Hace poco más de un mes terminé La noche que no tenía final, una novela que aguarda el lugar adecuado para su publicación. Como la vida nos enseña a ser pacientes, eso es lo que tratamos de cultivar con buena dosis de paciencia. Las grandes editoriales, seguramente por acción de la crisis (esa excusa tan socorrida), apuestan por ‘caballos ganadores’ (perdón por la expresión). Al fin y al cabo el mundo editorial es un negocio y, como tal, trata de cuidar la cuenta de resultados. Aunque también es posible que en este mundillo haya algo de banalización de la cultura a la que alude Vargas Llosa en La civilización del espectáculo (Alfaguara, 2012).

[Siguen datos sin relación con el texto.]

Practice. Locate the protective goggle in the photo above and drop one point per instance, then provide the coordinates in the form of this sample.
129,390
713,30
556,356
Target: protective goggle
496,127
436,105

Por eso, paciencia, que para ello es una de las virtudes recomendadas en los tiempos que corren.
Pero, entretanto, las historias siguen bullendo en la cabeza, y uno busca la manera de sacarlas fuera y plasmarlas sobre el papel. Ese es el motivo del viaje que estos días estoy haciendo por parte del País Vasco. Se trata de un viaje en busca no de una historia, sino de los elementos contextuales para una historia que ya tiene algunas piezas del puzle. He venido porque quiero sumergirme en su paisaje urbano, respirar el mismo aire que sus gentes, saber cómo pasea la gente, hacia dónde mira cuando toma una bebida en una terraza, cómo decora sus calles y sus plazas, o las fachadas de sus casas, qué piensa de este tiempo en que la violencia parece estar dejando paso a otras formas de entender la convivencia. Y todo ello mirado, observado, intuido, por alguien que no es de esta tierra, que un día tuvo la oportunidad de venir hasta aquí para trabajar. Un joven que arrastra sus propios prejuicios, como parte del patrimonio de cada uno de nosotros, y que los pone a prueba en un espacio vital que para él había sido sólo una referencia.
No es la primera vez que he visitado estas tierras. Y siempre que lo he hecho he procurado mirar más allá de donde lo hace un turista, escuchando los rumores que provoca la vida contenida entre las piedras y el hormigón que construyen las ciudades y los pueblos, y aún así no he dejado de descubrir que el alma de una tierra es insondable. Ahora que vuelvo, lo hago con un interés marcado: introducirme en el marco donde se desarrollará la historia de mi siguiente novela.